Job planning considerations, including coiled tubing forces, can be critical factors for the type of equipment and the associated risk of a wellbore entry. This paper presents estimated and actual values and explains the useful range of friction factors associated with the wellbore geometry. Emphasis is placed on the situation where equipment and tubular capabilities are close to safe operating limits.
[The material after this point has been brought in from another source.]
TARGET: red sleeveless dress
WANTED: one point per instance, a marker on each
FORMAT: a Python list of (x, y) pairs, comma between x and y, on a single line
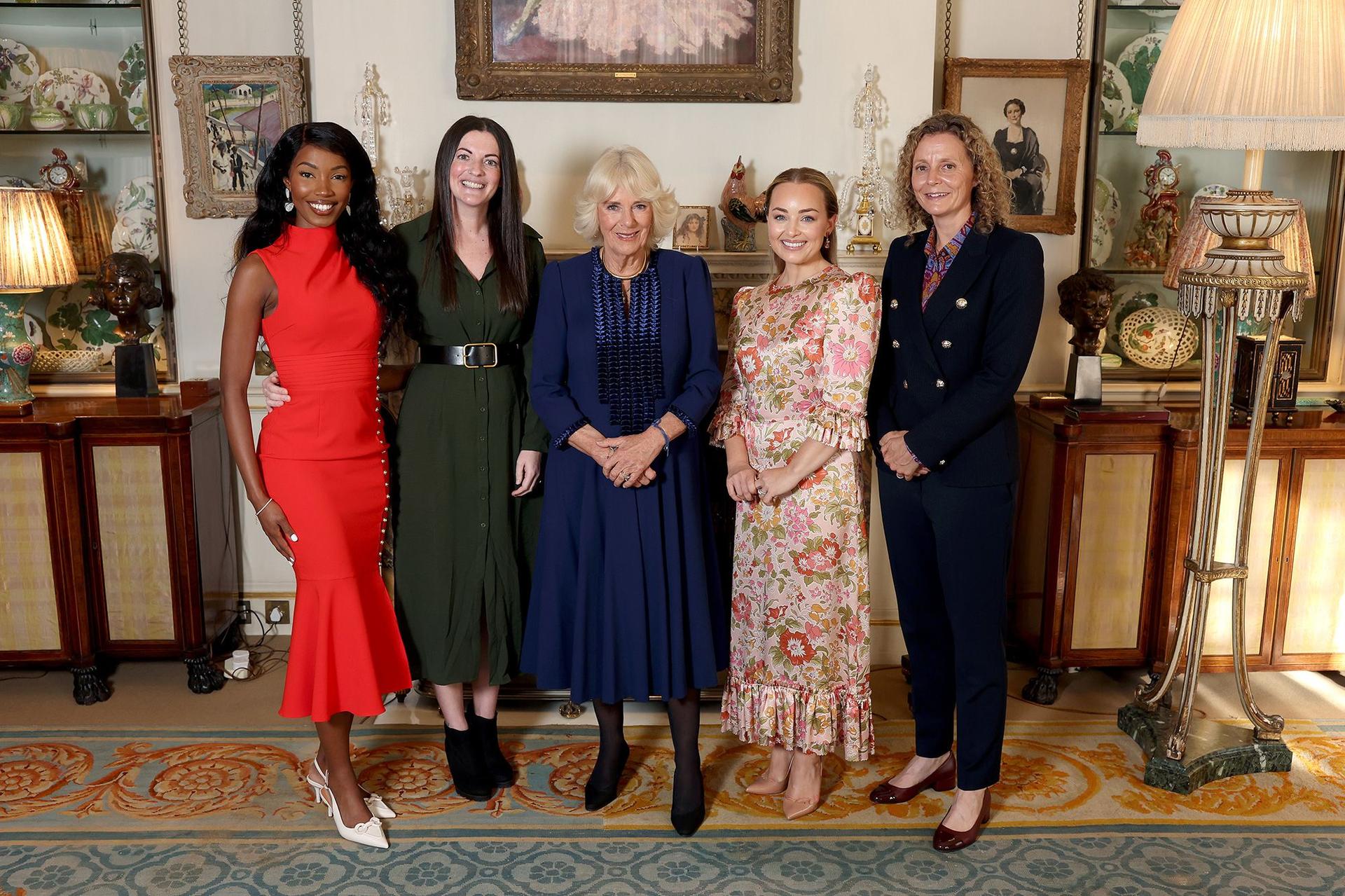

Operational alternatives are discussed which can help manage the risk and aid contingency planning.


  • Operations plan to perform acid stimulation using 1.75" OD QT900 coiled tubing

  • Estimated forces were 34,000 lbs at TD of 15,400’ MD (with flowing well and brine in CT)

  • Survey shows average DLS of 1.25 down to 15,000’ with a maximum of 4.3 DLS at 8600’

    Show excel plot of well trajectory in 3D for azimuth change

  • Wellbore entry with periodic weight checks up to maximum of 58 Mlbs pull at 12000’

  • Attempted loading the well with fluid to increase buoyancy without success.

  • Used friction reducer mixed at 5% by volume to decrease friction, but obtained only 10% reduction (or 7 Mlbs).

  • Well entry planned with new friction factors to match the actual weight checks and using QT110 CT with friction reducer.

  • Not many wells with this type of azimuth change in the BP data set.

  • Should consider this limit to well servicing during drilling operations

  • Low IPR did not justify another cleanout attempt, but perforated upper intervals instead.

Need data from follow up operation (if any) to show the effect of change in planning procedure.

Possible mathematical factor applied to azimuth change to increase friction factor for future CT force estimates.